Milan Dragacevic, Head Coach of the UBC Thunderbird men's hockey team for the past 12 years and the man who led the charge to secure 5 more years of existence for the varsity team has been fired. Dragacevic himself admitted that the program was not at the level he had hoped it would be at this time.
UBC probably has the highest admission standards of any school in the country, the majority of CIS hockey players would have a difficult time meeting admission requirements and this is the biggest obstacle to recruitment facing hockey at UBC.
Definitely not slagging on UBC; I don't know enough about the program to judge whether the last 12 years have been a success. But I will say that a number of schools with admissions averages *close* to UBC's have seen a lot more on-ice success than the TBirds - UWaterloo, Western, and McGill have admissions averages in the low- to mid-80's range (compared to UBC's mid- to high-80s), and each have had more prolonged on-ice success than UBC.
It's certainly a challenge, and it narrows the recruitment field, but it doesn't make it impossible to find high-end talent. For instance, 11 of the 23 members of Waterloo's 2013 OUA West champ team were Academic All-Canadians.

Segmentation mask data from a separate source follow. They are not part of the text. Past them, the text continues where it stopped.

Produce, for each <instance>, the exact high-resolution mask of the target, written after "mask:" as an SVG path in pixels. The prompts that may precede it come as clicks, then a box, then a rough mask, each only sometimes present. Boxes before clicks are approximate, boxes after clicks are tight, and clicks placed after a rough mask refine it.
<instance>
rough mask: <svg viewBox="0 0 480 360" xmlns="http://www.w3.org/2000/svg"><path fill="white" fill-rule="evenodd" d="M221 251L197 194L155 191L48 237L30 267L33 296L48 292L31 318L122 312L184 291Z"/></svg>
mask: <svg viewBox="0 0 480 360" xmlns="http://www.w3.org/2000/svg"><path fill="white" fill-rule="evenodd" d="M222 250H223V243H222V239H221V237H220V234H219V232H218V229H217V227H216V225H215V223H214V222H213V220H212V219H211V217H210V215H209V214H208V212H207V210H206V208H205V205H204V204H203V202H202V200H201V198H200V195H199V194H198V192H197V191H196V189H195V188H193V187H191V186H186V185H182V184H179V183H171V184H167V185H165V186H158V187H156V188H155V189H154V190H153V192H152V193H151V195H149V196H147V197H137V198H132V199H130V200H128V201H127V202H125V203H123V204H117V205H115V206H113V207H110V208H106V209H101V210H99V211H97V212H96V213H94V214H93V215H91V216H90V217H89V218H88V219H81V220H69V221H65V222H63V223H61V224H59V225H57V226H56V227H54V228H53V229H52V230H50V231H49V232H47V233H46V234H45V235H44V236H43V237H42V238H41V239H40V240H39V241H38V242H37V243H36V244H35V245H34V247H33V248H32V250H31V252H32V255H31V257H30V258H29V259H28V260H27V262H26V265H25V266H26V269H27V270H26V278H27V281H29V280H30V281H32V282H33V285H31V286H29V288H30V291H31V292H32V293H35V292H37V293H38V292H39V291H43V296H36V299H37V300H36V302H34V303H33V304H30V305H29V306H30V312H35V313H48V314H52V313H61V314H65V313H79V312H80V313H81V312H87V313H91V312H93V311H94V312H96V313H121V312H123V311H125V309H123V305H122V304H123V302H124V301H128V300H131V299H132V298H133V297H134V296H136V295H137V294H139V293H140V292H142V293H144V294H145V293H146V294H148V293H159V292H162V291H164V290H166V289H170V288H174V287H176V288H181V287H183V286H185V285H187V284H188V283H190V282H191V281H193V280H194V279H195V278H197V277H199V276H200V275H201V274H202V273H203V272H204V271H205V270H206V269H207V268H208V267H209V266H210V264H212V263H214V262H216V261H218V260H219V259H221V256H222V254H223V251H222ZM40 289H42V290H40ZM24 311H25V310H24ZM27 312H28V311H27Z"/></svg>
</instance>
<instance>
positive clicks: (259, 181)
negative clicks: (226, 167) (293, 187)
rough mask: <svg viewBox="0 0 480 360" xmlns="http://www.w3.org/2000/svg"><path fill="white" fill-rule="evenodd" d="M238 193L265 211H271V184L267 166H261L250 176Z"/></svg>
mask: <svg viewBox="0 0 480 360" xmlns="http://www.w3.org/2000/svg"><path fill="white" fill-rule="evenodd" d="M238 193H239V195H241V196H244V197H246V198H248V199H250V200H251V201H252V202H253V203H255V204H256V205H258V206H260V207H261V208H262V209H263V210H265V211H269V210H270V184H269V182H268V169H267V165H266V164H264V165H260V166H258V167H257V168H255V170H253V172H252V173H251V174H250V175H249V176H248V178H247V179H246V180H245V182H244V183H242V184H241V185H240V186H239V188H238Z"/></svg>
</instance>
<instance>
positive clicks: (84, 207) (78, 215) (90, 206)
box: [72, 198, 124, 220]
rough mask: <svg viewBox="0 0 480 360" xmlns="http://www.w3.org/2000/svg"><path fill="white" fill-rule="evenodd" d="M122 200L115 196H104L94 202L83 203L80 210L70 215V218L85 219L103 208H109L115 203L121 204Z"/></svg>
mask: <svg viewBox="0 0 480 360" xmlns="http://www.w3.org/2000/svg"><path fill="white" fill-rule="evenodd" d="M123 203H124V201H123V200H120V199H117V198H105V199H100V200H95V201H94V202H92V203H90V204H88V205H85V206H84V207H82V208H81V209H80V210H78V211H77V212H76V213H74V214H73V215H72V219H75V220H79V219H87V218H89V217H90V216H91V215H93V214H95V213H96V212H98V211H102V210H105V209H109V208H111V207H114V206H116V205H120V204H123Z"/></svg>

Other CW teams seem to be finding them, too. In the 20 years that the Governor General's Academic All Canadian Awards have been given out, the top CW men's academic athlete has been a hockey player six times - 2 from UofA, and one each from USask, Manitoba, Regina, and Lethbridge. So, there are super-smart men's hockey players playing all over CW and the rest of the CIS - why aren't they going to UBC?
Are there other factors in UBC's struggle to draw high-end players who are good in the classroom? Can't be the gorgeous geographical location. I remember reading once that CW sometimes has trouble keeping WHL grads from heading east. Is that a possible contributing factor too?